Die Sorge um den Kontrollverlust kann die Cortisolproduktion in die Höhe schnellen lassen. Lachen mischt sich mit Tränen der Qual, die sich schnell in Gefühle der Wut verwandeln, sobald das Kitzeln aufhört und das Opfer flieht.

Pteronophobie in der Wissenschaft des Kitzelns

Für etwa 15 % der Bevölkerung macht Kitzeln immer weniger Spaß, je länger es stattfindet. Menschen, die nicht gerne gekitzelt werden, können eine Kitzelphobie entwickeln. Die Angst, von Federn gekitzelt zu werden, hat sogar einen medizinischen Namen: Pteronophobie.

Harris (1999) stellte fest, dass „mittelalterliche Krieger ihre Opfer manchmal zu Tode folterten, indem sie nichts anderes als unablässiges Kitzeln einsetzten“. Anhaltendes Lachen kann zu Krampfanfällen, Bewusstlosigkeit, Blutgerinnseln, Herzinfarkten und sogar zum Ersticken führen. Die Abneigung gegen unkontrolliertes Kitzeln hat also durchaus eine wissenschaftliche Grundlage.

Das Bedürfnis nach Lachen

Menschen, die das Kitzeln nicht mögen, können jedoch soziale Ängste und eine entsprechende Angst vor Berührung oder intimen Kontakten haben. Da Selbstkitzeln nicht möglich ist, wird Kitzeln zu einer Form der sozialen Kommunikation (Provine, 2002).
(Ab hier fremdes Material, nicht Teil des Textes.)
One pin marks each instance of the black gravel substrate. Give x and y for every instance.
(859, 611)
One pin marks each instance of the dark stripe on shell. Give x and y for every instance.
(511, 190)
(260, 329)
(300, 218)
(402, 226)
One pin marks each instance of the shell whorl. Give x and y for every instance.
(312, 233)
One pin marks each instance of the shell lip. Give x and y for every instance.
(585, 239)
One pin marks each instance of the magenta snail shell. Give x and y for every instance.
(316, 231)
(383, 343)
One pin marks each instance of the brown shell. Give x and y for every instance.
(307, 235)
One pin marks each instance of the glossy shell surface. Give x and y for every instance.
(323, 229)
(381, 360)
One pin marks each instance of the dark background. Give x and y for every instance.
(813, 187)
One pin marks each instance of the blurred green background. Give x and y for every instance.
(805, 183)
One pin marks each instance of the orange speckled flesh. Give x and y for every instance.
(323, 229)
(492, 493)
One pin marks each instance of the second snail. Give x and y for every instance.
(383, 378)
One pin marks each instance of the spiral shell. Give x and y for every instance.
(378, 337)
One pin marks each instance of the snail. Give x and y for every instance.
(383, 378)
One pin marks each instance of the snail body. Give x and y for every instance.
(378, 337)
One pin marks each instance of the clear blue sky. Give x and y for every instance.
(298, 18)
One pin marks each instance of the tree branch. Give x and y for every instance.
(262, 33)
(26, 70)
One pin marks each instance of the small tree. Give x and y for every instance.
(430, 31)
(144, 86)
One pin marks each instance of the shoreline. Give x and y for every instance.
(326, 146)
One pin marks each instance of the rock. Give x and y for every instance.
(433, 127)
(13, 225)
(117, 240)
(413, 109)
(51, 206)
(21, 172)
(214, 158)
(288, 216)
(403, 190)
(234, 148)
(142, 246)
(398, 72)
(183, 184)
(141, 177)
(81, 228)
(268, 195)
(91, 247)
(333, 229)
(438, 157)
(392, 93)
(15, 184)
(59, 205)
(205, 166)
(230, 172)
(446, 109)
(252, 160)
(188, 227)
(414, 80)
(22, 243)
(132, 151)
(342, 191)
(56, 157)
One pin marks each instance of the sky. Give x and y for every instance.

In Umfragen, die an der Universität von Maryland durchgeführt wurden, stellte Professor Provine fest, „dass Menschen von Freunden, Familienmitgliedern und Liebhabern gekitzelt werden und dass die häufigste Begründung für das Kitzeln von jemandem darin besteht, Zuneigung zu zeigen.“

Kinder suchen das Kitzeln als eine Form des Spiels, das sich dann in der Pubertät und darüber hinaus zu Sexspielen entwickelt. Wie Provine feststellte, ist die Wahrscheinlichkeit, dass Jugendliche und Erwachsene jemanden des anderen Geschlechts kitzeln und von ihm gekitzelt werden, überwältigend hoch“.

Die Wissenschaft des Kitzelns ist komplex, denn Kitzeln ist schwer zu erforschen. Laborexperimente können ein echtes natürliches Kitzeln (Gargalesis) nicht nachahmen, und so werden Schlussfolgerungen aus leichteren Kitzelberührungen (Knismesis) unter kurzen künstlichen Bedingungen gezogen.